Cash Flows From Investing Activities
Net cash used by investing activities was $1.9 billion in 2008 compared to $500 million provided in 2007. Purchases of property and equipment of $2.0 billion decreased $700 million from the $2.7 billion purchased in 2007. Proceeds from building sales and the sale of property and equipment totaled $57 million in 2008 compared to $257 million in 2007. The remainder of the change was due to the absence, in 2008, of the one time 2007 transfer of funds from the escrow restricted cash into operating cash. Excluding this one time item, cash used by investing activities would have decreased $520 million in 2008.

Net cash provided by investing activities was $500 million in 2007 compared to $5.5 billion used in 2006. Nearly all of the year-over-year change can be attributed to the almost $3.0 billion that was placed in escrow as restricted cash in 2006, and then was removed from restricted cash when transferred to the new PSRHBF in 2007. Capital cash outlays of $2.7 billion increased slightly from the $2.6 billion in 2006. Proceeds from the sale of property were $39 million in 2007 compared to $114 million in 2006. In 2007, the sale of the James A. Farley Building and several Philadelphia properties resulted in proceeds from deferred building sales of $218 million. Excluding the escrow, net cash flow used in investing activities would have been virtually unchanged at $2.5 billion for both 2007 and 2006, rather than the $500 million and $5.5 billion reported.

Cash Flows From Financing Activities
Net cash provided by financing activities was $2.9 billion, $2.0 billion, and $2.0 billion for 2008, 2007, and 2006 respectively. Our borrowing from the Federal Financing Bank increased $3.0 billion, $2.1 billion, and $2.1 billion in 2008, 2007, and 2006 respectively.

FINANCING ACTIVITIES

Debt
As an “independent establishment of the executive branch of the Government of the United States,” we receive no tax dollars for ongoing operations. We are self-supporting, and have not received an appropriation for operational costs since 1982. We fund our operations chiefly through cash generated from operations and by borrowing from the Federal Financing Bank.

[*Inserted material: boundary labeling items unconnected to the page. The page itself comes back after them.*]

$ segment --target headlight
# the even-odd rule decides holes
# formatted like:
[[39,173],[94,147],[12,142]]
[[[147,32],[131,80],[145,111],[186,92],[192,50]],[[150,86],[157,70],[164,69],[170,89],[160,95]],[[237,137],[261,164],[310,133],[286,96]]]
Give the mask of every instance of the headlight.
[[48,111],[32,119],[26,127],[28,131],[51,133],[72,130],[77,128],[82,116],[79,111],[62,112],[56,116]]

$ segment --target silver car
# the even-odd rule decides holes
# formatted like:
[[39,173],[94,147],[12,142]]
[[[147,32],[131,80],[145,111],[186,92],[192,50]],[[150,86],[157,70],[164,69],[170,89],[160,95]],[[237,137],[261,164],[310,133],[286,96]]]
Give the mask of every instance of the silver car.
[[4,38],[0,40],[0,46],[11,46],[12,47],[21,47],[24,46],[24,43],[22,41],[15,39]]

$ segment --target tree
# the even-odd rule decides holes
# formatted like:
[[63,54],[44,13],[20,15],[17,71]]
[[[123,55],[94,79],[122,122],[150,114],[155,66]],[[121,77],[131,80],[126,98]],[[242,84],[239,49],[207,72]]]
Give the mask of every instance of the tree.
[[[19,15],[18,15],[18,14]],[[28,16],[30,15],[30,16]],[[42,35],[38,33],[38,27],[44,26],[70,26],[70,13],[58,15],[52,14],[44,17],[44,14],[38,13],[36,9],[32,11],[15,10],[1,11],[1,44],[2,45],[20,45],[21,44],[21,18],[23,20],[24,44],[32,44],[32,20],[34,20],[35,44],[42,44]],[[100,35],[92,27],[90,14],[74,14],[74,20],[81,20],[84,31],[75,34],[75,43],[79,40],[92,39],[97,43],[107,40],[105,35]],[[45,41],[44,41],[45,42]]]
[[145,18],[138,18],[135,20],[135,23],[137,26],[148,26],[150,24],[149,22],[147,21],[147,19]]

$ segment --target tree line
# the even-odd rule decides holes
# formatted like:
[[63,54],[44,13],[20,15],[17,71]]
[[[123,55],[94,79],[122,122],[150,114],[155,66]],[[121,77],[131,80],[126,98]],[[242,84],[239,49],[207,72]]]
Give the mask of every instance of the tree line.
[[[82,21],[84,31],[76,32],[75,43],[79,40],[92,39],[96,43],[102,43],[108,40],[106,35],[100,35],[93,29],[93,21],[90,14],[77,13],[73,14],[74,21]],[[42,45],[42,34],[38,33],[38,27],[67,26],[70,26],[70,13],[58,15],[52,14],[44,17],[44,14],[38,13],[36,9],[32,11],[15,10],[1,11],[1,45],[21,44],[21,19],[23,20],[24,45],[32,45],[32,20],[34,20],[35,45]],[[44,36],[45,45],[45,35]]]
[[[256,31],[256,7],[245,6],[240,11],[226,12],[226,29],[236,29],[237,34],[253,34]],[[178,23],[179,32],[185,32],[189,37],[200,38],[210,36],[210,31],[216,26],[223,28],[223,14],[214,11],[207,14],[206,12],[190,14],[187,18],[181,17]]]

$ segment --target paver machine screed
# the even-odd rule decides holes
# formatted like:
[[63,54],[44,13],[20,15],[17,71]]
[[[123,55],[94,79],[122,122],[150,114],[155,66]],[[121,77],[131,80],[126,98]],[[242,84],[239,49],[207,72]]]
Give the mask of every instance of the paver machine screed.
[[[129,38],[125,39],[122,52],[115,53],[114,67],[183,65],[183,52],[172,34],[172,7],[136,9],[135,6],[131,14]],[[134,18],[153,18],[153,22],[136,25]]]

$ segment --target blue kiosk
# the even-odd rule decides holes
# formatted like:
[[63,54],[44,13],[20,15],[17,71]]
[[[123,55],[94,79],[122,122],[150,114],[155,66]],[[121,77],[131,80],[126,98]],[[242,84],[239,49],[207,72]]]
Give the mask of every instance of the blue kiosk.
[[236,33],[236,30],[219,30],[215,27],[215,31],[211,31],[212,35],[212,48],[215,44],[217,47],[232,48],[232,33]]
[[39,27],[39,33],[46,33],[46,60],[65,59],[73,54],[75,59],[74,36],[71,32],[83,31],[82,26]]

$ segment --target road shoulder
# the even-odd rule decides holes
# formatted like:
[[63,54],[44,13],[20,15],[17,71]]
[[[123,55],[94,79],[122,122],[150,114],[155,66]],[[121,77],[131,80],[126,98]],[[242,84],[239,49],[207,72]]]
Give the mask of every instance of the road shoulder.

The amount we borrow is largely determined by the difference between our cash flow from operations, which includes the end-of-year payout of $6.6 billion for retiree health benefits and workers’ compensation, and our capital cash outlays. Our capital cash outlays consist of the funds invested for new facilities, new automation equipment, and new services. On September 30, 2008, we had $7.2 billion in debt outstanding, a $3.0 billion increase from last year.